Das Ehepaar Ines Imdahl und Jens Lönneker führt das Unternehmen Rheingold Salon.

22 Jahre lang hat das Ehepaar nicht über sein Vereinbarkeitsmodell gesprochen. Heute erzählt es mit Stolz davon.

Jens Lönneker öffnet seiner Ehefrau die Tür zum gemeinsamen Büro. Sie ist bereits ein paar Minuten zu spät für das Interview mit dem „Kölner Stadt-Anzeiger“. „Unsere Tochter hat gleich mündliche Abiturprüfung und war sehr aufgeregt“, sagt Ines Imdahl. Keine zwei Minuten später hat sie ihre Straßen-Sneaker gegen elegante Pumps eingetauscht und setzt sich neben ihren Mann an den großen Bürotisch.

Imdahl und Lönneker sind selbstständige Unternehmer. Beide haben immer Vollzeit gearbeitet und gleichzeitig vier Kinder großgezogen, der Jüngste ist heute 15 Jahre alt. Für viele Eltern mag das nach einer Sache der Unmöglichkeit klingen, Imdahl und Lönneker haben es durchgezogen.

Ines Imdahl und Jens Lönneker führen gemeinsam den Rheingold-Salon in der Kölner Innenstadt, eine Agentur für psychologische Markt- und Medienforschung. Sie beraten Unternehmen aus tiefenpsychologischer Sicht, forschen aber auch selbst, aktuell zum Beispiel zur Zuversicht in Deutschland. Es klingelt, ein Postbote stellt mit der Sackkarre ein Paket neben der Eingangstür zum Büro ab. Darin seien kiloweise Käse, sagt Lönneker und lacht. In den kommenden Tagen werden sie analysieren, wie die Käseverpackung ihres Kunden auf potenzielle Käufer im Supermarkt wirkt. Das Unternehmer-Paar und ihre neun Mitarbeiter generieren nach eigenen Angaben jährlich über 1,5 Millionen Euro Umsatz.

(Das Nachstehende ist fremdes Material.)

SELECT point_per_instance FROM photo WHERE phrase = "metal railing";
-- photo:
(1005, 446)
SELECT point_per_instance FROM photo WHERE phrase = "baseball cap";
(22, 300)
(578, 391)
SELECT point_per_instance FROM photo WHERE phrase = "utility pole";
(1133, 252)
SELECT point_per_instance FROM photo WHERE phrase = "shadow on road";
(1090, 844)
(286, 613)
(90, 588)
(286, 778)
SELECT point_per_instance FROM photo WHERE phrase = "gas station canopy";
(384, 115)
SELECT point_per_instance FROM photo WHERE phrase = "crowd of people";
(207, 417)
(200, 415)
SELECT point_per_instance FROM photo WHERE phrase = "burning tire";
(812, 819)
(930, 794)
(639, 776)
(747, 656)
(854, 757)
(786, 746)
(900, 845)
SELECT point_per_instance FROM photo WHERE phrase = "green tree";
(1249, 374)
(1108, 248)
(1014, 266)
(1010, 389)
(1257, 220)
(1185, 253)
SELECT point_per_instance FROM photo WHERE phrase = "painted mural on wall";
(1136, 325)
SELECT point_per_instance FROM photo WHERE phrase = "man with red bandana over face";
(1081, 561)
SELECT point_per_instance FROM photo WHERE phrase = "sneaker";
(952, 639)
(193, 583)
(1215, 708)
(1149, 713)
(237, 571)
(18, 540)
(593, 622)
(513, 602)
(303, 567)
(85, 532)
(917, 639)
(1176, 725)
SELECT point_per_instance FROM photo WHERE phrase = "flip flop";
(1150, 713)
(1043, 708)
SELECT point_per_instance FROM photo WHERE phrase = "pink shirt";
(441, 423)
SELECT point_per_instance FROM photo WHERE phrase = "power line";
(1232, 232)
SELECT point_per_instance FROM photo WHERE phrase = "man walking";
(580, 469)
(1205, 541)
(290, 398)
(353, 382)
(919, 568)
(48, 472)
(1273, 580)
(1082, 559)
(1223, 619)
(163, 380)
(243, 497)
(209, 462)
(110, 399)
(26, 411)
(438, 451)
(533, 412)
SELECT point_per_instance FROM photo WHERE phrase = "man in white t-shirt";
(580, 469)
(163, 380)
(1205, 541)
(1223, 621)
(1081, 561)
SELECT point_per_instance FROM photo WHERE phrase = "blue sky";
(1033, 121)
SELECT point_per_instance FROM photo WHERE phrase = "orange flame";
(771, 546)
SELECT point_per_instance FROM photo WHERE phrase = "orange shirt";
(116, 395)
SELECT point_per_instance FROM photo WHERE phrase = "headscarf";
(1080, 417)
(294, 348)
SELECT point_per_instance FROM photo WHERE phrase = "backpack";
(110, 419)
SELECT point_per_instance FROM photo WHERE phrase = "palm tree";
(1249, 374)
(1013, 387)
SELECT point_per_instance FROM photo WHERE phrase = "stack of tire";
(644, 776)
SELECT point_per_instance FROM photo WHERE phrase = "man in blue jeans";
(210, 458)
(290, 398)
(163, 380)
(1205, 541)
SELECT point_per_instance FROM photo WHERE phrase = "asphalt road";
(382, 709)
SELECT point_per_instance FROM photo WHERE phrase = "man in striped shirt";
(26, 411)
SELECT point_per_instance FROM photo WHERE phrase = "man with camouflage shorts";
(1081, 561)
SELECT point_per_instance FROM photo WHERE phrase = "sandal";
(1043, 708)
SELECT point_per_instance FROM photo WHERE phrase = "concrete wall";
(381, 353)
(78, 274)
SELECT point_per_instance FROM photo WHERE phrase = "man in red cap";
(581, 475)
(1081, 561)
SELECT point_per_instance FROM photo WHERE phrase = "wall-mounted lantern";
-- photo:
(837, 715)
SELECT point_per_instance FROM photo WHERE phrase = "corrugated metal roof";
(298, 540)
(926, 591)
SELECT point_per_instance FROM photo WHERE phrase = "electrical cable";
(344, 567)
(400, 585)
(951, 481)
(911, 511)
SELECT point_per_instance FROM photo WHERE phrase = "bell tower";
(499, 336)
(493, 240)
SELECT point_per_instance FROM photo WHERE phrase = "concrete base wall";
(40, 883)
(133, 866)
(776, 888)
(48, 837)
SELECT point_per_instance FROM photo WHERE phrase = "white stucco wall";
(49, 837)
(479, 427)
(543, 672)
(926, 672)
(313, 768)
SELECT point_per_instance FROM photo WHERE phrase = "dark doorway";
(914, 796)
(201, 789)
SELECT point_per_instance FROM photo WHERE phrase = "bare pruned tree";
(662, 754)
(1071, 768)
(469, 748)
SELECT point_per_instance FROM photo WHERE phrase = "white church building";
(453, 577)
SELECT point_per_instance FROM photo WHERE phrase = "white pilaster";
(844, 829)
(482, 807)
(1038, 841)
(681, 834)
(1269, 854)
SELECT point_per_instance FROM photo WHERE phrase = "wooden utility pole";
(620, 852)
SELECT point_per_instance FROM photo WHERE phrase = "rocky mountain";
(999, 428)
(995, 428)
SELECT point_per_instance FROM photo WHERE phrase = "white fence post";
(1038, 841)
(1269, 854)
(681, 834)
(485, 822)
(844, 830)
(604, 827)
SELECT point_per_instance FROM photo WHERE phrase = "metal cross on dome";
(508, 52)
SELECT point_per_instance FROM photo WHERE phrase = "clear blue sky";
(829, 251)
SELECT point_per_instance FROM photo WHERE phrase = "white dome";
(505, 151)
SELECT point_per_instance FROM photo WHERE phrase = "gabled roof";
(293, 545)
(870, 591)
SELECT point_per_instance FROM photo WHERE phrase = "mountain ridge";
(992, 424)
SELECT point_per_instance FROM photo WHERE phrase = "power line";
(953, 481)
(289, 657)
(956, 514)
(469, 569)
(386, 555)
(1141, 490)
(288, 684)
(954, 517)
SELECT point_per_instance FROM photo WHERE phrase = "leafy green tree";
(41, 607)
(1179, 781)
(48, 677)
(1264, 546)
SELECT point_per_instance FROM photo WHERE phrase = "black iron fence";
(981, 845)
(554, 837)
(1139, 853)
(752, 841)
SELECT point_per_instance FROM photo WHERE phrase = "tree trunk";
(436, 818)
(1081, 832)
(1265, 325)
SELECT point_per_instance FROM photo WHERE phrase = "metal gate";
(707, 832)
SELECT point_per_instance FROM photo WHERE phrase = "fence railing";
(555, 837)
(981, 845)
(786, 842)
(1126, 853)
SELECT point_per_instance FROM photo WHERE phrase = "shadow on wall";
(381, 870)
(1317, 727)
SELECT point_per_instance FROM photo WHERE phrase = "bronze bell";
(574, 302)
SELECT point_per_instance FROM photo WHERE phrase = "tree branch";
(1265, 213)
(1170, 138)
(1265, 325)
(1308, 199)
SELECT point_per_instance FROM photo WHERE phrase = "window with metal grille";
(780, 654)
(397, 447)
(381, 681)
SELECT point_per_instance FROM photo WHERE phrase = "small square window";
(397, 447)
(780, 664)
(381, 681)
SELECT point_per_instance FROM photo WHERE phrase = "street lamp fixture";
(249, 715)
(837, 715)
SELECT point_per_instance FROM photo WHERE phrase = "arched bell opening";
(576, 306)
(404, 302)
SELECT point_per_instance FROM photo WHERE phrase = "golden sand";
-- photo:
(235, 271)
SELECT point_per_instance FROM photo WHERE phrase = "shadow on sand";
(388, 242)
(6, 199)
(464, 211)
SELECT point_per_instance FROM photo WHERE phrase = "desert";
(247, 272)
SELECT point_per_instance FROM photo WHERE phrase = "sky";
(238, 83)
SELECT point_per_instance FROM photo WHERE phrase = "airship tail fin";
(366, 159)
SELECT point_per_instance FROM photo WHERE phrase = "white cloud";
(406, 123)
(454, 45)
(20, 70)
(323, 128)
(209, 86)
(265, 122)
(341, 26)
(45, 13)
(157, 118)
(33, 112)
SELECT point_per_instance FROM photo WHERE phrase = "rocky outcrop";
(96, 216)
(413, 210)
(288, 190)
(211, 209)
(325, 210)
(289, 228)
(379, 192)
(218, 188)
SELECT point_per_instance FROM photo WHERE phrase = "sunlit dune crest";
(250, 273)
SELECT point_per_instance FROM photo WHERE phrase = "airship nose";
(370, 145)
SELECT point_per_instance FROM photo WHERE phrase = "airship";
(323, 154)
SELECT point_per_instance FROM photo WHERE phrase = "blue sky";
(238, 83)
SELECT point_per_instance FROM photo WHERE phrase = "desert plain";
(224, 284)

Kürzerzutreten stand für das Kölner Paar nicht zur Debatte

Imdahl und Lönneker brennen für ihre Arbeit. Lönneker erzählt, wie sehr ihm das „Projekt Zuversicht“ am Herzen liegt und wie spannend einige Ergebnisse der Studie für ihn sind. Imdahl kann ihn kaum stoppen: „Das gehört doch gar nicht zum Thema!“ Als das Paar im Jahr 2000 seinen ersten gemeinsamen Sohn bekam, stand deshalb überhaupt nicht zur Debatte, dass einer von beiden kürzertritt. Imdahl kehrte nach acht Wochen Mutterschutz ins Büro zurück, auch als in den Jahren darauf zwei weitere Söhne und eine Tochter das Licht der Welt erblickten.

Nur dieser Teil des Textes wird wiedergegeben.